LexRank/Mead Demo
Overview
The Mead Demo applet is a program that lets you run mead without having to
install it locally. To begin, you load raw documents from various sources. The
documents are then sent to Mead, which clusters the documents and calculates
scores for each sentence and sends the results back to the demo. The demo
displays visualizations of the clusters, lets you set various parameters, and
generates a summary.
Adding Documents
There are three ways to add documents:
- Copying and pasting text
- Entering a URL to a document
- Entering a URL to a directory listing of documents
Copying and Pasting Text
In the menu bar, go to "New Session > Open File (Copy/Paste)...". A dialog will appear
that will let you enter a document name and a document body.
Entering a URL to a Document
In the menu bar, go to "New Session > Open File (URL)...". A dialog will appear that will
let you enter a URL to a document. For example, you would enter http://myhost.com/myfile.txt
into the dialog to load that file.
Entering a URL to a Directory Listing
In the menu bar, go to "New Session > Open Directory (URL)...". A dialog will appear that will
let you enter a URL to a directory. Make sure that the URL you enter will generate a directory
listing of files when viewed with a web browser and that the directory contains only the
documents you wish to use in Mead (no other files or subdirectories).
An example set of documents in a directory listing is available at
Setting Clustering Parameters (Optional)
When the documents are sent to Mead, it will create clusters of similar documents using a
tool called CIDR. You can set CIDR parameters by going to
"New Session > Set clustering parameters...". There are four clustering parameters:
- Similarity Threshold - how similar documents must be to be grouped together
- Word Decay - how fast a common word loses its relative importance
- Minimum nidf - the minimum nidf value of a word in order for it to be added
to the cluster centroid
- Centroid Size - the number of words to keep in the cluster centroid
Removing Documents
To remove a document, select it from the "Loaded Documents" table and click the "Remove Selected
Rows" button.
Running Mead
To run Mead, make sure you have added at least one document and go to "New Session > Run Mead".
It might take a few minutes for the request to be fully processed.
After everything has been loaded, at least two new tabs will open in the applet. The "Main"
tab gives an overview of the clusters, documents, and sentences.
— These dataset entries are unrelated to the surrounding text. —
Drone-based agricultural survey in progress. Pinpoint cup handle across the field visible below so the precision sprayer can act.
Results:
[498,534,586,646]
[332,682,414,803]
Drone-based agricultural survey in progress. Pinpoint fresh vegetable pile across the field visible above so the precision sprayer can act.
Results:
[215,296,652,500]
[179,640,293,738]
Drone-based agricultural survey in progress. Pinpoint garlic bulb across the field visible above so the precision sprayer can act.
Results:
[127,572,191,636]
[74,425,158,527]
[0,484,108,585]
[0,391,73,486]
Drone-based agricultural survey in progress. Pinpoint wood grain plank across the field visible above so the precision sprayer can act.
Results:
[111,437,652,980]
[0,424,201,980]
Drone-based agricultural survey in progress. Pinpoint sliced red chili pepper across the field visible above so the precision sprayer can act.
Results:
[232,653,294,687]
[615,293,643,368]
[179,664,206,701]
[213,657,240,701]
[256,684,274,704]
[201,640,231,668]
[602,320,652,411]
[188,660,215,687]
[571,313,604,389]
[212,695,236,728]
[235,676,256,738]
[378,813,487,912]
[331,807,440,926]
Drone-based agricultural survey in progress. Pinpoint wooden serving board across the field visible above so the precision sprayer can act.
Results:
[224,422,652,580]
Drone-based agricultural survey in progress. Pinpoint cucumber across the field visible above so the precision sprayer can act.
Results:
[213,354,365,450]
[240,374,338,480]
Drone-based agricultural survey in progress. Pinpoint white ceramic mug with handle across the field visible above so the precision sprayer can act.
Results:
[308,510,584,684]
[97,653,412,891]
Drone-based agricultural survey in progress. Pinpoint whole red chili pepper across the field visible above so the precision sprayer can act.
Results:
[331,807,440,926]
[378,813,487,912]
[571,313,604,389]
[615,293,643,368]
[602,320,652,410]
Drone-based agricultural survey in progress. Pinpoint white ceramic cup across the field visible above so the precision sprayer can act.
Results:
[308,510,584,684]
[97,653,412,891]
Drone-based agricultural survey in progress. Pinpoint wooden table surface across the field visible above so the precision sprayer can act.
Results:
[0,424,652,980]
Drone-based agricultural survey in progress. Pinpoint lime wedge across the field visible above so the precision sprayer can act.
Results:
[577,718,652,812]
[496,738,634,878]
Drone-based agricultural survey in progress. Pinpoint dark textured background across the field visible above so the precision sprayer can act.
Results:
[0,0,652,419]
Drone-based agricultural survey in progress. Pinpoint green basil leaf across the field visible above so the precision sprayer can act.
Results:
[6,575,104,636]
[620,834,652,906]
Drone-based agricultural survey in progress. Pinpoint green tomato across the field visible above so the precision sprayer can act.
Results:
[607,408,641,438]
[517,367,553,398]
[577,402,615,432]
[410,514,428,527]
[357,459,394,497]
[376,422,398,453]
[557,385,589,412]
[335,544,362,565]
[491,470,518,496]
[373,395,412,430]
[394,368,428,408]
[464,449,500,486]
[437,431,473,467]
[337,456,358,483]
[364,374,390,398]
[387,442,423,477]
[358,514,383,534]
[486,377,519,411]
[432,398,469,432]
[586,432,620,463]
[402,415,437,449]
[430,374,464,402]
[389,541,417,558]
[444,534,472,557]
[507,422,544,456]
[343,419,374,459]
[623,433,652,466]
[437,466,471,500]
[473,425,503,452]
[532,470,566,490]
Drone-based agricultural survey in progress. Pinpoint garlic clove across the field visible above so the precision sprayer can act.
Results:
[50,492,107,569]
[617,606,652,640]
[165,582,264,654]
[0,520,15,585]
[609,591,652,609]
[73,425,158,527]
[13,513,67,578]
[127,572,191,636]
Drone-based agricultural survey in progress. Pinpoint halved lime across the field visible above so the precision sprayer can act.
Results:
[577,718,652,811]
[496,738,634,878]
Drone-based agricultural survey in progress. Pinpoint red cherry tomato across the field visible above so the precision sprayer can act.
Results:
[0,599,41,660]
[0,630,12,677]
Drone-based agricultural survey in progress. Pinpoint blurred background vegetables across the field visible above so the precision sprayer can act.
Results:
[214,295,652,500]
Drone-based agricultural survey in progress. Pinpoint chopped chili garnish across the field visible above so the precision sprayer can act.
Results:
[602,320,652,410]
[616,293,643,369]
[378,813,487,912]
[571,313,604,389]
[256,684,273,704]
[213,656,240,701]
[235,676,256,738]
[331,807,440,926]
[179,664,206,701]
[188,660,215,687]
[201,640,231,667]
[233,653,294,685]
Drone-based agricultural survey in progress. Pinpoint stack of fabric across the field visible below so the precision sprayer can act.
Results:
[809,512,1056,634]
After the "Main" tab there
will be one or more cluster tabs, labelled by their top three centroid words.
To start over, just add new documents to the (now cleared) list on the "New Session" tab and
run Mead as before.
The Cluster View
The cluster view consists of three components: the main view in the center, the control panel
to the right, and the sentence table at the bottom. The main view has three separate views:
the graph view, the summary view, and the centroid view.
The Sentence Table
The sentence table displays the list of sentences in the cluster as well as their document,
order in the document, feature scores, and overall score. Highlighted rows are sentences
that appear in the summary.
The Control Panel
The control panel lets you specify parameters used to compute the summary as well as
visualization settings.
- Feature Weights - controls the relative weights of the sentence
scores.
- MMR Parameter - controls how to rerank sentences based on redundant
information (100% means redundant information is not penalized, 0% means that
redundant information is highly penalized)
- Compression - controls the size of the summary
- LexRank cosine filter - controls the cutoff similarity score for LexRank
- Graph Options - controls how the graph is displayed
The Graph View
The graph view gives a visual representation of the cluster as a graph. Each vertex on the
graph represents a sentence and each edge between vertices represents the similarity between
those two sentences (this is used to calculate the LexRank feature). Sentences from the
same document will be the same color. Sentences that do not appear in the summary will be
represented by small, red vertices.
To display the vertex
names or edge weights, use the checkboxes at the bottom of the control panel. To pan the graph,
click and drag the background. To zoom the graph, use the scrollwheel on your mouse or the
zoom buttons on the control panel.
The Summary View
The summary view displays the top ranked sentences in the cluster.
The Centroid View
The centroid view displays a table of words in the cluster and their corresponding
centroid score.